When the Elves are Gone
Part One of Three
By: Melissa Ridley Elmes

The reality is that the world will go on.

No one wants to think about it that way. Such stark terms. So black-and-white, cut-and-dry. But it's true. A world without elves is still a world. In some ways, things will change for the better. In some ways, things will change for the worse. This is true of any extinction event in a global ecosystem; the ripples of disappeared flora and fauna make themselves felt for a while, then they smooth, absorbed into the new reality. The lost species are mourned by those who care specifically for this- or that-plant or creature-type, but ultimately they fade into the history of the world, become distant memories of another time, subjects recorded and studied in books.

But not the elves! You will cry out when you read this.

And so, what about the elves? What if they are gone forever? Why should they matter more than any other living species? Why is their loss more terrible, more deserving of attention?

Ah, this is all hypothetical, you will note, feeling smug you've caught me out, deciding I'm merely playing devil's advocate, posing philosophical questions to be answered like parlor games: what about . . . what if . . .

And yet, the elves are disappearing, regardless of what you think or how you feel about it. They are caught in the death-throes of a vanishing race. They are fighting their last war, and they are losing. The world does not care. Once the immediate political, social, economic, and geographic effects are navigated, their loss matters to no one but themselves. And perhaps, to some of you.

***

In the end, we elves have no one to blame but ourselves. We let this happen, one misguided and elitist decision at a time. This fate was in the making from the first words uttered at the first council concerning Elvish matters. We will do what we think best, our ancestors said proudly. We will do what we believe to be right. We will heed our own counsel above that of any other race. We will live in our own way, with no outside interference.
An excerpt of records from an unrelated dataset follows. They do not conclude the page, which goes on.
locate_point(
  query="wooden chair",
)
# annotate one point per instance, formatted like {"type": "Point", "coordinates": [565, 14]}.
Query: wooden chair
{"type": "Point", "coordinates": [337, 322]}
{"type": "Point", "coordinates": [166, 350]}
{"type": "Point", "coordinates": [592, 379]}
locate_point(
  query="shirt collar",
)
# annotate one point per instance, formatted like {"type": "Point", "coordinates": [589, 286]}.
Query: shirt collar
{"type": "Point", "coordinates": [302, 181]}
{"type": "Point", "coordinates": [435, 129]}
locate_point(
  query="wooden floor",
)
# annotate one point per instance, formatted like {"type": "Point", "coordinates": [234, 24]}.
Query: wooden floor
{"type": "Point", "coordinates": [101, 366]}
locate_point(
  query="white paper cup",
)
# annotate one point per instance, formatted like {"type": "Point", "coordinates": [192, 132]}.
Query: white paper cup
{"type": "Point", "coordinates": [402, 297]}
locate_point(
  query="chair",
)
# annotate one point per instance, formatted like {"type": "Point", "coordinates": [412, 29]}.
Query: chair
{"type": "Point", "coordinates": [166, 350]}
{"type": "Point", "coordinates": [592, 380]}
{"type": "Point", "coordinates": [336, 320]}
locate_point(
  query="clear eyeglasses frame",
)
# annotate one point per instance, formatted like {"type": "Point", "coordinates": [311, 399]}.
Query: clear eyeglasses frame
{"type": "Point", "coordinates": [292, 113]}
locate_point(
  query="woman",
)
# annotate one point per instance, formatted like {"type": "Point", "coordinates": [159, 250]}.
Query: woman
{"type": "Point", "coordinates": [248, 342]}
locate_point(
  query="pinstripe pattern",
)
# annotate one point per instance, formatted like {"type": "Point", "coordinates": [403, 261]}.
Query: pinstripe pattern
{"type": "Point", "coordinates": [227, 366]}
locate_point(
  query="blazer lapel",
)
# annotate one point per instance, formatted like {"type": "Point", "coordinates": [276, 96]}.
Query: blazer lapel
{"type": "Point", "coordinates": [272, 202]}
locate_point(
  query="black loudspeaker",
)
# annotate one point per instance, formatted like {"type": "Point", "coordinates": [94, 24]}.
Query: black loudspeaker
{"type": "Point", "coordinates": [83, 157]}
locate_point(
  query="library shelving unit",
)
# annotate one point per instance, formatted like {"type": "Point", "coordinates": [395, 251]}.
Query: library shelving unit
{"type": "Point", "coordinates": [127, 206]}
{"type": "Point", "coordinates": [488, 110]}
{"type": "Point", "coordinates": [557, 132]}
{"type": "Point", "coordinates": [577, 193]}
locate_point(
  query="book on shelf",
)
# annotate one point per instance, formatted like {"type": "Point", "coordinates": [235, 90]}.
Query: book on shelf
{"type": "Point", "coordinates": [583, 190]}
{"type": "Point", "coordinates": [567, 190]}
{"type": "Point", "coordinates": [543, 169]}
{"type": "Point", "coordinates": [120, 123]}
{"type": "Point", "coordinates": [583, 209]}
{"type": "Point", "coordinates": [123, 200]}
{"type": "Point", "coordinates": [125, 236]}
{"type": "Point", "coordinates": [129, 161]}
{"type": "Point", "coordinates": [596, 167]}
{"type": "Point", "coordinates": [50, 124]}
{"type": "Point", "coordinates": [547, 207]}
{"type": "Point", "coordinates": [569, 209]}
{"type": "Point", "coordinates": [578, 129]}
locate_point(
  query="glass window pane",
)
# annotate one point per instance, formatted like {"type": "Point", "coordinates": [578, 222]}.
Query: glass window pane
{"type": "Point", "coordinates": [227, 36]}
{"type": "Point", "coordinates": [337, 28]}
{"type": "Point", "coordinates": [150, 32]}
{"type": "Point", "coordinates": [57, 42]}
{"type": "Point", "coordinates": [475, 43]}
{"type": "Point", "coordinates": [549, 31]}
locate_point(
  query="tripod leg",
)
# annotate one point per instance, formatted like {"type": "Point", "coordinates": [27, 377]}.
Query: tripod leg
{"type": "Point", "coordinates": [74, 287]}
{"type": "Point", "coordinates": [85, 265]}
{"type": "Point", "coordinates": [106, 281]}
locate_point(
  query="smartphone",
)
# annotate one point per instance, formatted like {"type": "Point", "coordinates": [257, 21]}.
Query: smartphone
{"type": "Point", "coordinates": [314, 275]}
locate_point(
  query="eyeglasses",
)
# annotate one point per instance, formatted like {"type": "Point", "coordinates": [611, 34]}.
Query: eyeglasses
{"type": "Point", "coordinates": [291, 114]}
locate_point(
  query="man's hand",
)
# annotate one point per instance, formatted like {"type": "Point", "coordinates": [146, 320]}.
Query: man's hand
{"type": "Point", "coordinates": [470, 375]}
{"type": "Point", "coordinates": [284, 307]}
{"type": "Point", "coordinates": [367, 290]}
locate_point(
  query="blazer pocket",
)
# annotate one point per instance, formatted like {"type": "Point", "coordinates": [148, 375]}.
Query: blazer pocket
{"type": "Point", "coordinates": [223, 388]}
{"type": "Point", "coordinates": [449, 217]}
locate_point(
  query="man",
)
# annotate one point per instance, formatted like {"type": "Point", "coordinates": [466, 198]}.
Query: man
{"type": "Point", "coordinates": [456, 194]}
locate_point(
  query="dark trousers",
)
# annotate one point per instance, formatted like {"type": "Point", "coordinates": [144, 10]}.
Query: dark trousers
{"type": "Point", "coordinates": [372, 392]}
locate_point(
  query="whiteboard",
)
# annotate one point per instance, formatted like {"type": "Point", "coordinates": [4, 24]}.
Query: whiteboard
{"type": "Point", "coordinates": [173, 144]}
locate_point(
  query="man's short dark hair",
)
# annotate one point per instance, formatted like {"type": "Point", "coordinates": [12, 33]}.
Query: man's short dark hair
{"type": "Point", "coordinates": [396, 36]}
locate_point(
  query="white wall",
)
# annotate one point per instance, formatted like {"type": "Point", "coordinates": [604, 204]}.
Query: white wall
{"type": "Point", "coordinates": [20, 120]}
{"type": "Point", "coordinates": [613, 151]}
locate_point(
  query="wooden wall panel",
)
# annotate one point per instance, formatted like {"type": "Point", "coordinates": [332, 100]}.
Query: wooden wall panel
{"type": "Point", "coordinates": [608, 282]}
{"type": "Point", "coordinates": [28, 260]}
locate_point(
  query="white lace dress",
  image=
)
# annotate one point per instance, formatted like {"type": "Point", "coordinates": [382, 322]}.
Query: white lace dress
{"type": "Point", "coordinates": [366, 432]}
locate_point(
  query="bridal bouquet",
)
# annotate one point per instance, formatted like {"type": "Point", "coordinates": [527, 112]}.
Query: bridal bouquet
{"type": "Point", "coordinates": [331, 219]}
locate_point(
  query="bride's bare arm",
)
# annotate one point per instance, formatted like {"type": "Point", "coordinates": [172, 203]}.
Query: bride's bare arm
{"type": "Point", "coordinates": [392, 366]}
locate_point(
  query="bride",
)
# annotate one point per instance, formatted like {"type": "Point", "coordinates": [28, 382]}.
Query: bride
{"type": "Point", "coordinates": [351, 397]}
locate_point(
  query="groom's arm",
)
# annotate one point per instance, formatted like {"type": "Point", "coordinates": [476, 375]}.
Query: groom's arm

In more recent years, this attitude seems reasonable, even rational. After all, the elves are among the oldest races in the world, and surely the kind of collective wisdom that comes with millennia of lived and recorded experience deserves respect born of such successful survival. But recall that this attitude was not developed over time but held from the earliest days. The gods made the elves, and the elves took on their creators' hubris. This was not inevitable. Other humanoid races--dwarves, gnomes, orcs, dragonborn, even--are in no danger of dying out. Humans are certainly in no danger of dying out. But elves, like their already-extinct long-lived cousins the dragons (from whose fate important lessons could have been learned but weren't) have always held themselves apart from the rest. It is more than mere race-pride or a desire not to interbreed or water down their traditions and customs through cultural interaction. It is inherent arrogance. Because no one challenged them in any clear way, because they believed themselves to be, then believed they had proved themselves to be, superior beings intellectually, physically, and emotionally, the elves lived for millennia secure in their power and removed from the affairs of those they deemed the lesser races.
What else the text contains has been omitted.